The big payments platform Block Inc. will remain focused on its Afterpay buy now, pay later offering, on its Cash App digital wallet, and on increasing access to Square Loans, said Block chief executive Jack Dorsey late Thursday during the company’s third-quarter earnings call.
Dorsey stressed the key importance of lending to Block’s current strategy. Merchants that borrow money through Square Loans, formerly Square Capital, grow their business 6% faster, on average, than sellers that do not take out a loan, Dorsey said in his quarterly letter to shareholders. Loss rates on Square Loans are at 4% or less.
Offering merchants capital through Square Loans also provides them with “an easy option to grow” their business and sales, Dorsey told analysts on Thursday’s call. “We want to lead with technology, which means having a deep understanding of our sellers and consumers,” he said.
Lending options for Square merchants can increase cross-selling opportunities for other Square-branded products, Dorsey argued. Square is Block’s acquiring arm.

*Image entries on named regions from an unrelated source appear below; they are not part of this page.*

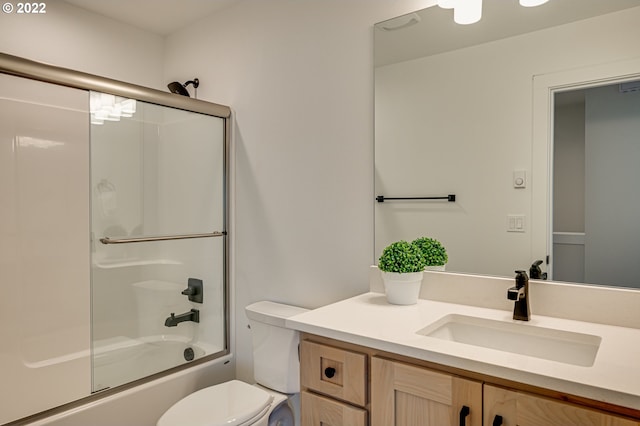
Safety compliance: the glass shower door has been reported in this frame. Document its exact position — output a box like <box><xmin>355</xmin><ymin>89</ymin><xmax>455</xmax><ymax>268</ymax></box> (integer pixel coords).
<box><xmin>91</xmin><ymin>92</ymin><xmax>227</xmax><ymax>392</ymax></box>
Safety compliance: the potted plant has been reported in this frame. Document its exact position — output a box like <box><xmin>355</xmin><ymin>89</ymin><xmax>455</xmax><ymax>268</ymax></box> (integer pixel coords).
<box><xmin>411</xmin><ymin>237</ymin><xmax>449</xmax><ymax>271</ymax></box>
<box><xmin>378</xmin><ymin>240</ymin><xmax>425</xmax><ymax>305</ymax></box>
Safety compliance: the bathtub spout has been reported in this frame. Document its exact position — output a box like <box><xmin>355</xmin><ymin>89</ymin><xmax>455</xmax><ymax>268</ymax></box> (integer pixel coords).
<box><xmin>164</xmin><ymin>309</ymin><xmax>200</xmax><ymax>327</ymax></box>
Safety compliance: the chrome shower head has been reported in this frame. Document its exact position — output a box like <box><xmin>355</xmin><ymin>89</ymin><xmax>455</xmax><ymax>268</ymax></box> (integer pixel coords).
<box><xmin>167</xmin><ymin>78</ymin><xmax>200</xmax><ymax>96</ymax></box>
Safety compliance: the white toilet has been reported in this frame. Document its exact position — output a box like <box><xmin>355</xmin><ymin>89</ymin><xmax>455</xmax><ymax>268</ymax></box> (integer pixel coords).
<box><xmin>157</xmin><ymin>301</ymin><xmax>307</xmax><ymax>426</ymax></box>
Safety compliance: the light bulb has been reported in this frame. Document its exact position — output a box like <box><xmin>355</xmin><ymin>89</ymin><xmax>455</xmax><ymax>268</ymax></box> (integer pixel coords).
<box><xmin>453</xmin><ymin>0</ymin><xmax>482</xmax><ymax>25</ymax></box>
<box><xmin>520</xmin><ymin>0</ymin><xmax>549</xmax><ymax>7</ymax></box>
<box><xmin>438</xmin><ymin>0</ymin><xmax>457</xmax><ymax>9</ymax></box>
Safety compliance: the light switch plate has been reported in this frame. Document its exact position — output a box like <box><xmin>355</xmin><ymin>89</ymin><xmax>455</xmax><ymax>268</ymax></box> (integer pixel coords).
<box><xmin>513</xmin><ymin>170</ymin><xmax>527</xmax><ymax>188</ymax></box>
<box><xmin>507</xmin><ymin>214</ymin><xmax>526</xmax><ymax>232</ymax></box>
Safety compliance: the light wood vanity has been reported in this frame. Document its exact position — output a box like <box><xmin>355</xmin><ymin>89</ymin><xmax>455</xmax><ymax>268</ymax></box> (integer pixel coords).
<box><xmin>300</xmin><ymin>333</ymin><xmax>640</xmax><ymax>426</ymax></box>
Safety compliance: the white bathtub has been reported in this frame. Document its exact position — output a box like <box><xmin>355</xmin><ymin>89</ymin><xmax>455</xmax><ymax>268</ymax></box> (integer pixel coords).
<box><xmin>20</xmin><ymin>336</ymin><xmax>235</xmax><ymax>426</ymax></box>
<box><xmin>93</xmin><ymin>335</ymin><xmax>220</xmax><ymax>391</ymax></box>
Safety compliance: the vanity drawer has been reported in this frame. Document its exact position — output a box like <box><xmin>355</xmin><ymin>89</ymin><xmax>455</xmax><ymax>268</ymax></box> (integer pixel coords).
<box><xmin>300</xmin><ymin>340</ymin><xmax>367</xmax><ymax>407</ymax></box>
<box><xmin>300</xmin><ymin>391</ymin><xmax>367</xmax><ymax>426</ymax></box>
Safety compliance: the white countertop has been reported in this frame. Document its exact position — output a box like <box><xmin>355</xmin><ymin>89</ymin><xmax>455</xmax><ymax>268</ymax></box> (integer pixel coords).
<box><xmin>286</xmin><ymin>292</ymin><xmax>640</xmax><ymax>409</ymax></box>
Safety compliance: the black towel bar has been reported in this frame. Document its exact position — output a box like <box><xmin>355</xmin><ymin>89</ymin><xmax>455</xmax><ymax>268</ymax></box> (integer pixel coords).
<box><xmin>376</xmin><ymin>194</ymin><xmax>456</xmax><ymax>203</ymax></box>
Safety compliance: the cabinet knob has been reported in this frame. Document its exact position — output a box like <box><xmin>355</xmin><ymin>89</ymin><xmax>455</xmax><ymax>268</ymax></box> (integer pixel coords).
<box><xmin>324</xmin><ymin>367</ymin><xmax>336</xmax><ymax>379</ymax></box>
<box><xmin>460</xmin><ymin>405</ymin><xmax>471</xmax><ymax>426</ymax></box>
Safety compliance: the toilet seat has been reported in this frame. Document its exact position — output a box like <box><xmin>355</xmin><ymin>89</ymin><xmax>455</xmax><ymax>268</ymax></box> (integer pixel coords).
<box><xmin>157</xmin><ymin>380</ymin><xmax>273</xmax><ymax>426</ymax></box>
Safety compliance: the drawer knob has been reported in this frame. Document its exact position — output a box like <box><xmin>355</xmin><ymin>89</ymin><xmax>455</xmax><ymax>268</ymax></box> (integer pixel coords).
<box><xmin>324</xmin><ymin>367</ymin><xmax>336</xmax><ymax>379</ymax></box>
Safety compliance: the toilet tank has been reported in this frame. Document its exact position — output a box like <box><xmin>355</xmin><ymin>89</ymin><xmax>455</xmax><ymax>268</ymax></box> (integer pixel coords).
<box><xmin>245</xmin><ymin>301</ymin><xmax>307</xmax><ymax>393</ymax></box>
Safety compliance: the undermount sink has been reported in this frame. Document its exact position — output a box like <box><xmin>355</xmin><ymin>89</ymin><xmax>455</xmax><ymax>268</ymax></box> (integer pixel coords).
<box><xmin>417</xmin><ymin>314</ymin><xmax>602</xmax><ymax>367</ymax></box>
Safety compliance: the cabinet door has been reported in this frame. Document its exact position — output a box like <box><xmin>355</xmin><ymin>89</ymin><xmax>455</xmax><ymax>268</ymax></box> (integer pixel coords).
<box><xmin>300</xmin><ymin>340</ymin><xmax>367</xmax><ymax>407</ymax></box>
<box><xmin>371</xmin><ymin>357</ymin><xmax>482</xmax><ymax>426</ymax></box>
<box><xmin>300</xmin><ymin>391</ymin><xmax>367</xmax><ymax>426</ymax></box>
<box><xmin>484</xmin><ymin>385</ymin><xmax>640</xmax><ymax>426</ymax></box>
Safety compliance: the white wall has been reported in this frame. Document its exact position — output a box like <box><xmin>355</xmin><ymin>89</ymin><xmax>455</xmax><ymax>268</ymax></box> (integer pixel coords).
<box><xmin>0</xmin><ymin>0</ymin><xmax>166</xmax><ymax>89</ymax></box>
<box><xmin>165</xmin><ymin>0</ymin><xmax>434</xmax><ymax>380</ymax></box>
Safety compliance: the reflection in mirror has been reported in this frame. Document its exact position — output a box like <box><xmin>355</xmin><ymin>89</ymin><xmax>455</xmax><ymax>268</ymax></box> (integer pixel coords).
<box><xmin>374</xmin><ymin>0</ymin><xmax>640</xmax><ymax>286</ymax></box>
<box><xmin>551</xmin><ymin>82</ymin><xmax>640</xmax><ymax>287</ymax></box>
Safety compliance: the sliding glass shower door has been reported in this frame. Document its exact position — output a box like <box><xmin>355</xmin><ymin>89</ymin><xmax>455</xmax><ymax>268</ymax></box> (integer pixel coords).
<box><xmin>91</xmin><ymin>92</ymin><xmax>227</xmax><ymax>392</ymax></box>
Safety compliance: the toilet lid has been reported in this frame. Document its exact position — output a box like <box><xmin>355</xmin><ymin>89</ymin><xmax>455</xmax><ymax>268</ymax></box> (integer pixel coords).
<box><xmin>157</xmin><ymin>380</ymin><xmax>273</xmax><ymax>426</ymax></box>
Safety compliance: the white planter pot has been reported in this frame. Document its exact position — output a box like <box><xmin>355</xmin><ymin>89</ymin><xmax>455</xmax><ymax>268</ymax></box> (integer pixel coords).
<box><xmin>424</xmin><ymin>265</ymin><xmax>447</xmax><ymax>272</ymax></box>
<box><xmin>382</xmin><ymin>271</ymin><xmax>423</xmax><ymax>305</ymax></box>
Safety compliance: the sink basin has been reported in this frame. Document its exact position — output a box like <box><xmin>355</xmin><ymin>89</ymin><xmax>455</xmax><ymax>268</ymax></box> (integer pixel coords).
<box><xmin>417</xmin><ymin>314</ymin><xmax>602</xmax><ymax>367</ymax></box>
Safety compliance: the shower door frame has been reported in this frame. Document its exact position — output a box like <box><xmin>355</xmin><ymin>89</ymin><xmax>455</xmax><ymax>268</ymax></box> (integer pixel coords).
<box><xmin>0</xmin><ymin>52</ymin><xmax>231</xmax><ymax>390</ymax></box>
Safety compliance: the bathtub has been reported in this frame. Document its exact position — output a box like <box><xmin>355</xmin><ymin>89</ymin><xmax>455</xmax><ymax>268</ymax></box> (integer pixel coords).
<box><xmin>17</xmin><ymin>336</ymin><xmax>235</xmax><ymax>426</ymax></box>
<box><xmin>93</xmin><ymin>335</ymin><xmax>219</xmax><ymax>392</ymax></box>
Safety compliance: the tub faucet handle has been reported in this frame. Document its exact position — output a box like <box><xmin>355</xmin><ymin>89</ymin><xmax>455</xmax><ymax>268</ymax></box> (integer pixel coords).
<box><xmin>182</xmin><ymin>278</ymin><xmax>203</xmax><ymax>303</ymax></box>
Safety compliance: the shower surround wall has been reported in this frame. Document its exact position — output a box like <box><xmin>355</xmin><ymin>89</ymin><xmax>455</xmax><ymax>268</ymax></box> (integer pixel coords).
<box><xmin>0</xmin><ymin>74</ymin><xmax>91</xmax><ymax>424</ymax></box>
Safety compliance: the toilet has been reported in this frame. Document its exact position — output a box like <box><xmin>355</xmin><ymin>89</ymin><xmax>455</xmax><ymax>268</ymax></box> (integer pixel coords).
<box><xmin>156</xmin><ymin>301</ymin><xmax>307</xmax><ymax>426</ymax></box>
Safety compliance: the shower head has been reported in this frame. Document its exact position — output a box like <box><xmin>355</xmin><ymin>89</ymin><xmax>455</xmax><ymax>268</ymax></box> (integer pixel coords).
<box><xmin>167</xmin><ymin>78</ymin><xmax>200</xmax><ymax>96</ymax></box>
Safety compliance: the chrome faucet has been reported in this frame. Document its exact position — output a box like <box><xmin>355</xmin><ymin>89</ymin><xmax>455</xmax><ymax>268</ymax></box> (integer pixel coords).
<box><xmin>507</xmin><ymin>271</ymin><xmax>531</xmax><ymax>321</ymax></box>
<box><xmin>164</xmin><ymin>309</ymin><xmax>200</xmax><ymax>327</ymax></box>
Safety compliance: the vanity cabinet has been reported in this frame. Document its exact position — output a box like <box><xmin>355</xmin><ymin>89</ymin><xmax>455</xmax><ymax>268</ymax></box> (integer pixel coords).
<box><xmin>371</xmin><ymin>356</ymin><xmax>482</xmax><ymax>426</ymax></box>
<box><xmin>300</xmin><ymin>340</ymin><xmax>369</xmax><ymax>426</ymax></box>
<box><xmin>300</xmin><ymin>334</ymin><xmax>640</xmax><ymax>426</ymax></box>
<box><xmin>484</xmin><ymin>384</ymin><xmax>640</xmax><ymax>426</ymax></box>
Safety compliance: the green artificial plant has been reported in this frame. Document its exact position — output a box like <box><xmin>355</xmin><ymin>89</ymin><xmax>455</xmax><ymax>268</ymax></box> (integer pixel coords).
<box><xmin>378</xmin><ymin>241</ymin><xmax>425</xmax><ymax>273</ymax></box>
<box><xmin>411</xmin><ymin>237</ymin><xmax>449</xmax><ymax>266</ymax></box>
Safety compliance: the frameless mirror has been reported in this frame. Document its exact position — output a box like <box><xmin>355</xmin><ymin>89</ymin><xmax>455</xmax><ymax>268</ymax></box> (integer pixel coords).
<box><xmin>374</xmin><ymin>0</ymin><xmax>640</xmax><ymax>287</ymax></box>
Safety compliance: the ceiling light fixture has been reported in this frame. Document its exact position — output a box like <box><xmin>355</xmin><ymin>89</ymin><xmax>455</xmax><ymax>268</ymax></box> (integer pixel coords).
<box><xmin>453</xmin><ymin>0</ymin><xmax>482</xmax><ymax>25</ymax></box>
<box><xmin>438</xmin><ymin>0</ymin><xmax>457</xmax><ymax>9</ymax></box>
<box><xmin>520</xmin><ymin>0</ymin><xmax>549</xmax><ymax>7</ymax></box>
<box><xmin>438</xmin><ymin>0</ymin><xmax>549</xmax><ymax>25</ymax></box>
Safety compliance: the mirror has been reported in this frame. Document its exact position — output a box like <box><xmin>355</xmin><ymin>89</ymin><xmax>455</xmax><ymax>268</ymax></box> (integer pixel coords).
<box><xmin>374</xmin><ymin>0</ymin><xmax>640</xmax><ymax>287</ymax></box>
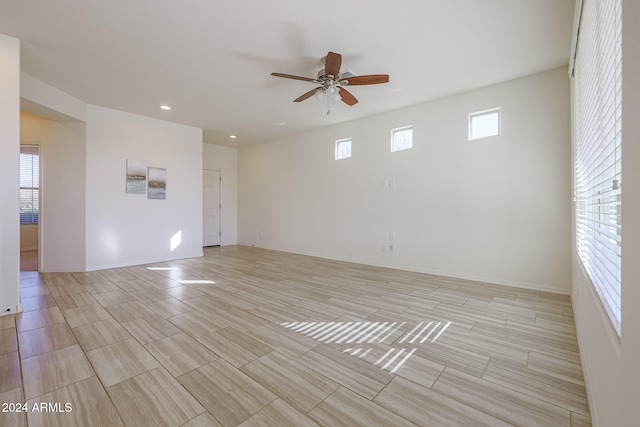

Sellers that have taken out a loan use 3.7 Square products on average, compared to 1.5 products used by sellers that haven’t borrowed, Dorsey said in his quarterly investor letter. In addition, sales of software-as-a-service-based applications among merchants that have taken out a loan are 10 percentage points higher than they are with sellers that have not taken out a loan.
On a related note, one of the biggest initiatives in the works is the planned addition of Afterpay as a payment option for the Cash App card, Block’s Visa-branded debit card that accesses funds from the cardholder’s account. Afterpay is Block’s buy now, pay later service. Block plans to add Afterpay to 24 million Cash App cards to “transform” the cards into “a better alternative to credit cards,” Dorsey said.
A pilot for the service has been encouraging so far, and Block plans to begin rolling out the conversion on a broad scale, he added.
One expected benefit of adding Afterpay to the Cash App card is increased transactions. Consumers using Afterpay for more than five years transact more than 31 times per year on average, compared to 4 times a year for cardholders that don’t use Afterpay, according to Block.
Adding Afterpay to the Cash App card would also create new opportunities to funnel more traffic to Block merchants, the company says. As of the third quarter, Afterpay has driven 460 million customer leads to merchants, according to Block.
Monthly Cash App card transactions averaged 57 million for the third quarter, up from 55 million for the same period a year ago, an 11% increase. Overall, the 24 million active Cash App cardholders represent 43% of all Cash App cardholders. That’s up from 22 million active cardholders representing 40% of the cardholder base for the same period a year ago.
Since Block acquired Afterpay in 2022, consumers have spent more than $72 billion through the platform and saved an estimated $1 billion in interest charges and late fees, Block says. The company’s loss rates on BNPL loans is about 1%, Dorsey said in his shareholder letter.
On the consumer-lending side of its business, Block is finding that consumers who have taken out a Cash App Borrow loan are using the funds to manage daily expenses. A recent survey revealed that 43% of Cash App Borrow actives used the loans to pay bills, while 38% said the loans helped smooth cash flow between paychecks, Block says. Default rates on Cash App Borrow are less than 3%, the company says.
Highlights for the latest quarter include the introduction of new products such as a preauthorization application for Square sellers and a pilot for an enhanced version of the company’s restaurant point-of-sale management system. The pilot is expected to begin rolling out next year, Amrita Ahuja, Block, chief operating and chief financial officer, said during the call.